Weiter interessierte einen Teilnehmer aus dem Publikum, inwiefern Deutschland und Frankreich mit Blick auf die Flüchtlings- und Asylpolitik noch als Motor der europäischen Integration angesehen werden könnten.

Eine andere Frage zielte darauf ab, ob der graduelle Wechsel von Konsens- auf Mehrheitsentscheidungen bei den Gesetzgebungsverfahren und Entscheidungen möglicherweise eine Ursache für die Krisen der EU sein könnte.
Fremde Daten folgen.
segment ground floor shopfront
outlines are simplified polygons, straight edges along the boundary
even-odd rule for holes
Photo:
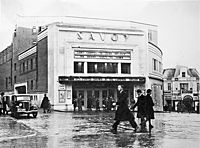
[[[76,78],[77,79],[77,78]],[[70,88],[64,93],[68,98],[67,110],[73,110],[73,100],[82,96],[82,107],[84,110],[88,108],[88,100],[91,100],[92,108],[96,108],[96,101],[99,100],[100,109],[103,109],[104,101],[117,101],[117,86],[124,85],[124,90],[128,94],[128,100],[136,99],[136,90],[145,88],[145,78],[78,78],[79,81],[68,80],[68,77],[60,77],[59,82],[64,88]],[[80,81],[82,79],[82,81]],[[84,79],[84,80],[83,80]],[[87,80],[87,81],[86,81]],[[97,81],[98,80],[98,81]],[[62,90],[59,90],[59,92]],[[64,90],[65,91],[65,90]],[[72,94],[69,94],[69,93]],[[71,95],[71,99],[70,96]],[[64,96],[59,95],[64,98]],[[66,101],[65,101],[66,102]],[[70,104],[71,103],[71,104]]]
[[[199,97],[193,97],[189,94],[168,97],[164,109],[177,112],[199,112]]]

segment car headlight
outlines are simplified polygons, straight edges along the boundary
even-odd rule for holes
[[[22,103],[19,103],[19,107],[22,107]]]

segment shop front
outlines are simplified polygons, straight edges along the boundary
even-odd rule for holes
[[[65,86],[72,86],[73,100],[82,96],[83,110],[88,109],[88,101],[91,100],[92,109],[96,108],[96,101],[99,101],[100,109],[105,107],[105,101],[117,101],[117,86],[124,85],[128,99],[134,98],[134,90],[140,85],[145,85],[144,77],[66,77],[60,76],[59,83]],[[72,106],[72,105],[68,105]]]

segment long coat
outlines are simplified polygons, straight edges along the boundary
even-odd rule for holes
[[[132,108],[134,109],[136,106],[138,107],[137,118],[146,117],[146,98],[144,95],[138,97],[137,102]]]
[[[154,119],[154,110],[153,110],[153,100],[152,97],[147,94],[146,95],[146,117],[147,119]]]
[[[115,120],[130,121],[134,118],[128,107],[128,95],[122,91],[118,93],[117,110],[115,112]]]
[[[41,108],[47,109],[49,108],[49,98],[44,97],[41,103]]]

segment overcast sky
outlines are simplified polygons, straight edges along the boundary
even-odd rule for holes
[[[10,45],[21,16],[81,16],[158,26],[164,68],[184,65],[200,73],[199,0],[0,0],[0,51]],[[38,20],[32,19],[33,22]]]

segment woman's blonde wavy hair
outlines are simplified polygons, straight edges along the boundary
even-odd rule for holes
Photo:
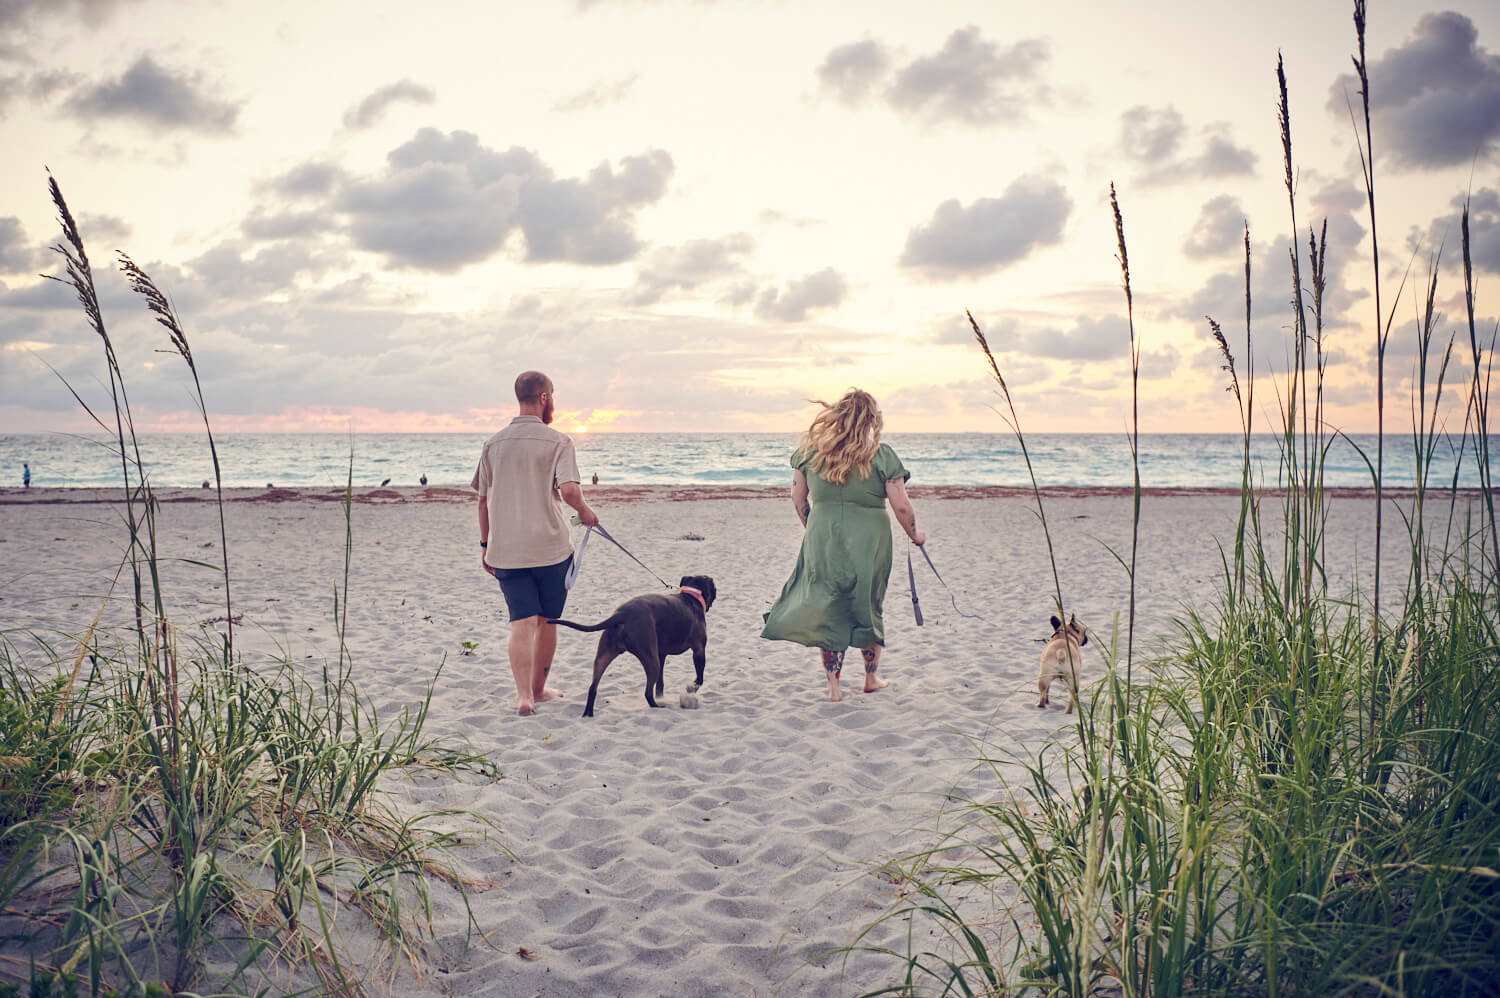
[[[821,399],[813,401],[823,411],[802,434],[798,450],[812,458],[814,471],[835,485],[843,485],[854,473],[868,475],[885,425],[875,396],[851,388],[833,405]]]

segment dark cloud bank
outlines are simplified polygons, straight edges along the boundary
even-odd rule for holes
[[[1500,153],[1500,55],[1462,14],[1426,14],[1412,35],[1369,63],[1375,155],[1406,169],[1493,161]],[[1359,80],[1340,76],[1328,110],[1348,120]]]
Joanna Scheffel PhotographyDiskussion im Anschluss an die Podiumsdiskussion. Foto: ©Joanna Scheffel Photography

Sowohl auf dem Podium als auch im Plenum bestand Einigkeit, dass Euro- und Flüchtlingskrise das Solidaritätsprinzip der Europäischen Union weiter herausfordern werden. Die Gäste des Europäischen Salons diskutierten und stritten dabei tiefergehend über die europäische Solidarität, v.a. im Wechselspiel mit nationaler Souveränität und nationalen Interessen. Zentrale Inhalte waren das Thema „Brexit“, der Aufbau der Institutionen der EU, die „Krise der Eliten“ und die demokratische Legitimationskrise der EU.

Joanna Scheffel PhotographyAnschließender Empfang im Foyer des Auditorium Friedrichstraße. Foto: ©Joanna Scheffel Photography

Außerdem stellte sich immer wieder die Frage, inwieweit EU-Vertragsänderungen derzeit notwendig und möglich seien. Bevor man von einer tiefgreifenden Krise der EU genereller Natur sprechen könne, so der Konsens, müsse man auf den Prüfstand stellen, inwieweit die geltenden Verträge überhaupt schon ausgeschöpft wurden, um den aktuellen Krisen zu begegnen.

Die Häufung und Parallelität der Krisen stelle die eigentliche Herausforderung dar, so Calliess zusammenfassend. Sarrazin formulierte, dass man die Europäische Union eventuell „kreativer denken“ müsse. Die „Krise als Chance“ hieß es in ähnlicher Zielrichtung aus dem Publikum. Diese Wortmeldung aufgreifend, leitete Prof. Calliess über in den anschließenden Empfang, bei dem ausgiebig weiterdiskutiert wurde.

Der Europäische Salon

Der Europäische Salon ist eine von der Robert Bosch Stiftung geförderte Veranstaltungsreihe, durchgeführt von Prof. Dr. Christian Calliess, LL.M. (Eur), Inhaber der Professur für Öffentliches Recht und Europarecht, Jean Monnet Chair, an der Freien Universität Berlin.